At the first turn of the stair, she found her way blocked by a wall of modern concrete blocks and had to turn back. There would be no visiting the hall, or the family’s private rooms, or the roof where the watchman had stood guard.
Outside the tower, back in the sunshine, she looked up at the lintel. The keystone over it
was carved. Wind and rain had worn the carving almost away, but she knew what it was. Emblazoned on a shield, an upraised arm, a left arm, brandishing a dagger. The Sterkarm handshake.
She sat on a boulder at the edge of the crag and watched a kestrel as it hung over the valley. Below her, out of sight, a car purred by on the road, followed by a noisier truck.
Among the Sterkarms she’d heard many stories of mortals who’d found their way into Elf-Land. Some had been taken there by the Elves, as willing or unwilling captives. Some blundered unknowingly through the barriers that divide Man’s-Home from Elf-Land. Others, with unwise curiosity, found their way there by exploring some cave in the hillside, by following the sound of ravishingly beautiful music or chasing down a snow-white, red-eared deer.
Most of the stories had ended with the wanderers being forever lost, nothing of them ever seen or heard again. But a few had told of visitors to Elf-Land who returned. They came home thinking they’d been away for no more than three days or three hours, and found that it had been seven years. They came back to a home still familiar, to a welcoming family who still knew them—but they were as lost as those who never returned.

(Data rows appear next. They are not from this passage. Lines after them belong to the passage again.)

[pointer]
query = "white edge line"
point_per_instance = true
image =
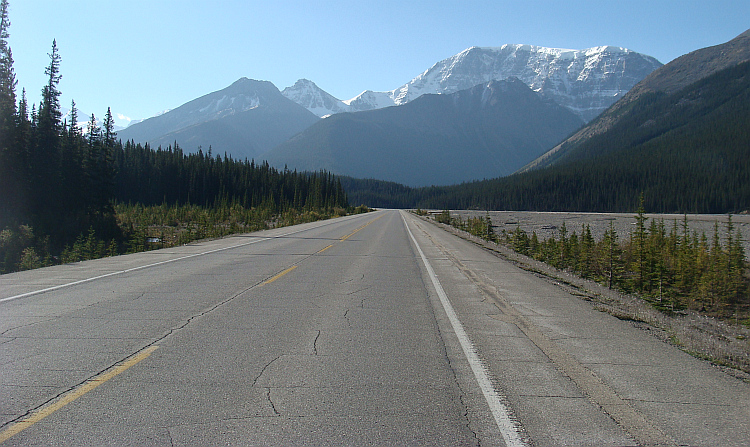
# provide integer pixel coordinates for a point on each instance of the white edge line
(50, 289)
(499, 410)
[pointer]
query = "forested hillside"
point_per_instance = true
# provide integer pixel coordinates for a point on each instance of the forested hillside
(60, 184)
(687, 152)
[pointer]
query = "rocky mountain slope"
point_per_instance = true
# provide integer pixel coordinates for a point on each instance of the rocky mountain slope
(245, 120)
(676, 75)
(584, 81)
(487, 131)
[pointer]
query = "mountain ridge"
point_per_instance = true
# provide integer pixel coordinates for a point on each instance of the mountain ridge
(245, 119)
(568, 76)
(482, 132)
(679, 73)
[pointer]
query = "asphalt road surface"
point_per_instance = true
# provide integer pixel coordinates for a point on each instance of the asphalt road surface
(376, 329)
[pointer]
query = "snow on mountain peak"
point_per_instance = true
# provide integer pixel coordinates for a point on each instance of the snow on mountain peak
(313, 98)
(585, 81)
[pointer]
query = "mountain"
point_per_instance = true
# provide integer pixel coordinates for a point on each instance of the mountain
(685, 152)
(245, 120)
(487, 131)
(584, 81)
(314, 99)
(676, 75)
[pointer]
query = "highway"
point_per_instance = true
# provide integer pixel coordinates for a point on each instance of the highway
(374, 329)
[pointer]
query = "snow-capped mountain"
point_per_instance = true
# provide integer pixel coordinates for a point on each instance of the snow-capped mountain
(487, 131)
(584, 81)
(305, 93)
(245, 119)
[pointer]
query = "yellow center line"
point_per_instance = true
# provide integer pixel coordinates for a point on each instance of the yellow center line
(321, 251)
(270, 280)
(75, 393)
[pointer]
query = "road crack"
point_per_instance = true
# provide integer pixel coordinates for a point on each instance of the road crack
(263, 370)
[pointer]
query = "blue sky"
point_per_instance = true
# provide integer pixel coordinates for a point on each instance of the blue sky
(140, 57)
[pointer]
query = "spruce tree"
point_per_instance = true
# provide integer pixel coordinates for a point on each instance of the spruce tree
(45, 159)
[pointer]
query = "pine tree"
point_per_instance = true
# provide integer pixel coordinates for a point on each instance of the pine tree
(638, 240)
(7, 81)
(45, 159)
(10, 168)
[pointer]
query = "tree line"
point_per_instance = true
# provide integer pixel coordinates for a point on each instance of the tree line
(669, 266)
(69, 192)
(688, 152)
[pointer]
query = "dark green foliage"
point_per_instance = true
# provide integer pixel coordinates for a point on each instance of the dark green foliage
(59, 186)
(673, 271)
(687, 152)
(153, 177)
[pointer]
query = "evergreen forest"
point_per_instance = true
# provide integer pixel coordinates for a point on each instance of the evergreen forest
(669, 266)
(686, 152)
(69, 193)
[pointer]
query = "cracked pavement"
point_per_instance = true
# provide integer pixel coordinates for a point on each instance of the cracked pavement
(349, 347)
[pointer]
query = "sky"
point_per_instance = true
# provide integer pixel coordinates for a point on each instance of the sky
(141, 57)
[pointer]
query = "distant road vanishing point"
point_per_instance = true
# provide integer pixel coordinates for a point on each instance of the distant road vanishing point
(374, 329)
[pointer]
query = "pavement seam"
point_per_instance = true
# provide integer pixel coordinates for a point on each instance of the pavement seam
(592, 386)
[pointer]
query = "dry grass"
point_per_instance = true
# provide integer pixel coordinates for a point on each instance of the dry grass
(724, 344)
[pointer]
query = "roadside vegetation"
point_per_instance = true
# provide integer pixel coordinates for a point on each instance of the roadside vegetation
(70, 193)
(693, 289)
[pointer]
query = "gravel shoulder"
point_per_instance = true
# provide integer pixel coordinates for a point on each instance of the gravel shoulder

No mortal food could ease their hunger, no drink their thirst. No company could please them, or music soothe them. They could not sleep or rest, and wandered the hills, searching for the door that opened into Elf-Land. These stories often ended with their vanishing again. Let’s hope, the storyteller would say, that they found their way back to the Elf-Land they longed for. But maybe the truth was they’d lain down somewhere in the lonely hills and let the cold take them.
None of the Sterkarms’ stories had told the other side; none told of what happened to Elves who ventured into Man’s-Home and then returned to Elf-Land. If only she could have reached them again, Andrea could have told the Sterkarms that story.
No company pleased her. In a neat, clean flat, with central heating and electric lights to snap on instantly, she longed for the smoke and soot and stink and squalor of Toorkild’s hall, for the dim flickering of candlelight and the reek of burning tallow, for all the difficulty of lighting fires, the throat-catching smoke and the smell of burning peat.